Un reportage de France Culture censuré par la justice (Mediapart)

Manuel Vicuña - - Silences & censures - 0 commentaires

Dans les tribunaux français, la justice s’administre loin des caméras et des micros.

A titre exceptionnel, pour une série de reportages au long cours, France Culture avait obtenu l’autorisation d’enregistrer les audiences du tribunal de Marseille. "Mais lors d'un procès en comparution immédiate, les magistrats ont tellement dérapé, dans l'expression et dans la sanction, que le tribunal a pris peur et rompu l'accord", explique Mediapartdans une enquête publiée ce jeudi qui évoque un cas de censure.

La journaliste de la radio publique Pascale Pascariello avait en effet obtenu le feu vert exceptionnel de la justice pour enregistrer pendant plusieurs mois le tout venant des petits procès qui font le quotidien du tribunal. C'est ainsi que le 10 février, elle suit et enregistre le procès d’ "Ahmed", 18 ans, jugé en comparution immédiate pour avoir volé des téléphones portables à de jeunes collégiennes. À chaque fois, il a violenté les victimes et provoqué des interruptions temporaires de travail inférieures à huit jours. "Pendant les 48 minutes que dure le procès, tout interpelle, depuis la première phrase jusqu’au prononcé du jugement, que nombre de magistrats marseillais jugent d’une sévérité injustifiable. Et injustifiée", explique Mediapart qui a récupéré l’enregistrement intégral "grâce à des magistrats et avocats effarés" par la tournure prise par l'audience.

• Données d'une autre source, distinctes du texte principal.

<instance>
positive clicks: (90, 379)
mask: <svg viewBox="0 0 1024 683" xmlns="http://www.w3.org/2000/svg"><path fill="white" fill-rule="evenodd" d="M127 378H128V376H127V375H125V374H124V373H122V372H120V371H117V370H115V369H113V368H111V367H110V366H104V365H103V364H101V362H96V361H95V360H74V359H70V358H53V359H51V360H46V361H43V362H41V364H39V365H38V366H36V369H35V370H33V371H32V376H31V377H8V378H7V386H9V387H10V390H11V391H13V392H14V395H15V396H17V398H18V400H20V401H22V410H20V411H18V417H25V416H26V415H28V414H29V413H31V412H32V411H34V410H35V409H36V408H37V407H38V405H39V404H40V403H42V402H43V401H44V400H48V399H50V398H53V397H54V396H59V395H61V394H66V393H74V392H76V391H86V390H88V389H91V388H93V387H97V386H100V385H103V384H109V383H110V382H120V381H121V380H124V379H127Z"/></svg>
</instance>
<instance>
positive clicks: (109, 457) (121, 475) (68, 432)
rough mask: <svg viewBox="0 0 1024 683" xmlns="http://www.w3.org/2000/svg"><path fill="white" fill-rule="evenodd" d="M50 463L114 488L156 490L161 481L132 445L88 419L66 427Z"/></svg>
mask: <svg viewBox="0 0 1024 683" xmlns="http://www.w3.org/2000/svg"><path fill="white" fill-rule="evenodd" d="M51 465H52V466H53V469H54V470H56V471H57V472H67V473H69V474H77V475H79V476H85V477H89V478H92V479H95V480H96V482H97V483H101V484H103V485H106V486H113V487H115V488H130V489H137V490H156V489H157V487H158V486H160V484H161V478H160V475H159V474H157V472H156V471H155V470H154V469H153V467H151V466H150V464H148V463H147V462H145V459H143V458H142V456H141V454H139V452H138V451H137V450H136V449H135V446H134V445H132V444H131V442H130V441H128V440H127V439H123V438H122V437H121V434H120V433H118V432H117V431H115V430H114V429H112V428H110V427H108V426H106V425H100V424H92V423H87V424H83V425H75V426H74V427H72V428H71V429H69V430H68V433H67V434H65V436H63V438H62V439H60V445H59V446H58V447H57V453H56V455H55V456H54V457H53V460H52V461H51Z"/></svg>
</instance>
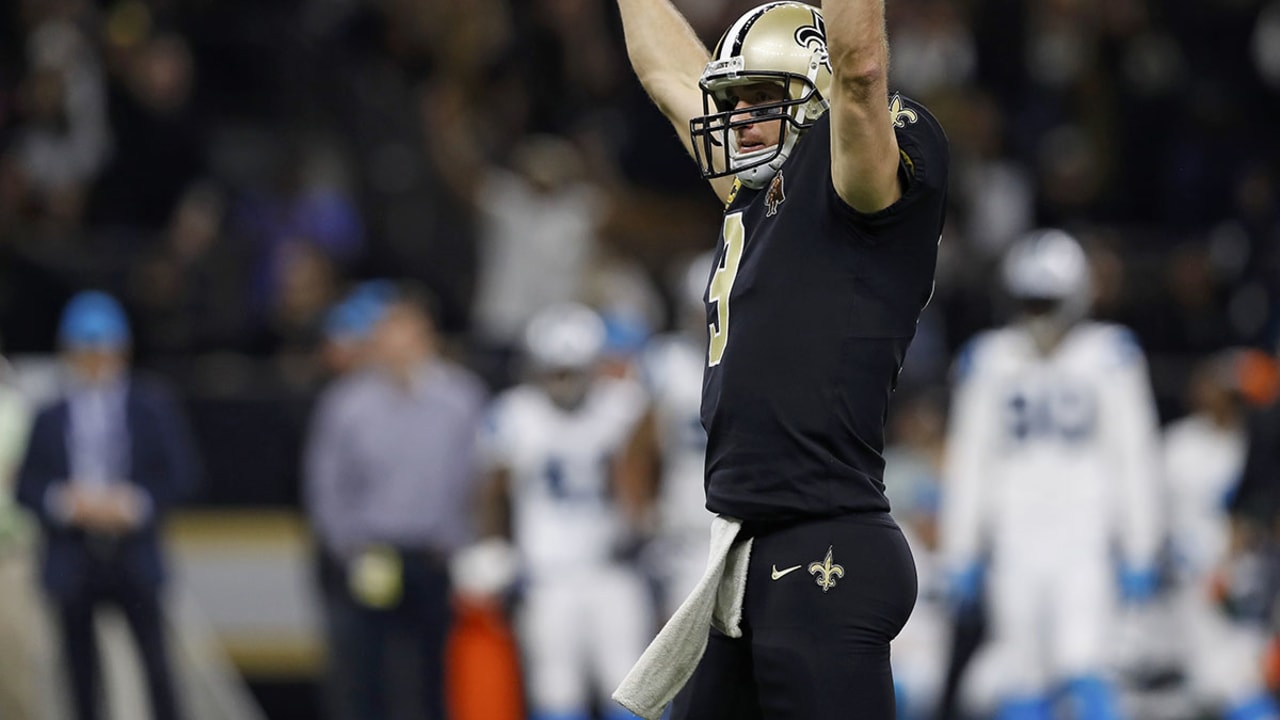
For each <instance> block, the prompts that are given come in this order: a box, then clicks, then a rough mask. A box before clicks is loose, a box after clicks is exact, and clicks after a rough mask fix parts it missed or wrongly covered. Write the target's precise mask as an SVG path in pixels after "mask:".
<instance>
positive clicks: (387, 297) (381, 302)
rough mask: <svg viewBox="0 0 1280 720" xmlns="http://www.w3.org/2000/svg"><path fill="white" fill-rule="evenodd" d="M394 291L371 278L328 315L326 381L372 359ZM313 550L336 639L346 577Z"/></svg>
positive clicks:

Mediapart en publie des extraits.

Ce qui interpelle, c’est d’abord l’attitude de la présidente, qui apostrophe le prévenu d’un: "C’est honteux, monsieur. Il n’y a même pas de mots. On ne sait même pas comment est-ce[sic]qu’on arrive encore à vous regarder comme un être humain." C’est ensuite la procureure qui poursuit sur le même ton: "Vous êtes odieux et en plus, vous faites semblant de vous excuser.[...]Vous serez peut-être engagé d’ici quatre ans, cinq ans, six ans, dans une émission de télé-réalité où vous viendrez nous expliquer le bonheur que vous avez eu à agresser des gamines. Mais enfin, dans quelle société vit-on ?" Au bout du compte, le tribunal condamne le jeune homme, au casier judiciaire vierge et traité pour troubles psychiatriques, à cinq ans de prison, dont quatre ans et demi ferme, avec mandat de dépôt.

"un miroir a été tendu à la justice. Elle a préféré le casser."

Après ce procès dont des extraits ont été diffusés le 20 février dans l’émission Les Pieds sur terre, le tribunal a soudain décidé de retirer à France Culture son autorisation d'enregistrer. Motif invoqué : le reportage de la journaliste serait biaisé, non contextualisé. C’est pourtant le concept même de l’émission de France Culture que de donner à entendre des extraits sonores exempts de commentaire. Sans compter, précise Mediapart, "que la présidente de l’audience, Delphine Belmontet, avait elle-même écouté le reportage avant sa diffusion et qu’elle n’avait rien trouvé à y redire".

Alors pourquoi cette volte-face du tribunal ? Parce que cette audience de comparution immédiate est "un condensé de ce qui se fait de pire en matière de justice d’urgence", une justice "inhumaine, brutale, déloyale" pointe Mediapart. Le site constate qu’"un miroir a été tendu à la justice. Elle a préféré le casser." Syndicat de la magistrature, juges et avocats abondent. Tel ce magistrat "très respecté au sein du tribunal" de Marseille, interrogé par Mediapart et qui s’étrangle : "Quand la présidente du tribunal dit qu’on ne peut plus regarder ce jeune homme comme un être humain, c’est inqualifiable. Que dirait dans ce cas un président d’assises devant un crime ou même le président d’un tribunal correctionnel devant des faits autrement plus graves?" Ce même magistrat n’en revient pas : "Cette audience est effrayante tellement elle est conduite de façon peu professionnelle. C’est “collector”. Un juge d’instruction qui tiendrait des propos de ce genre dans son cabinet, ça ne tiendrait pas deux minutes."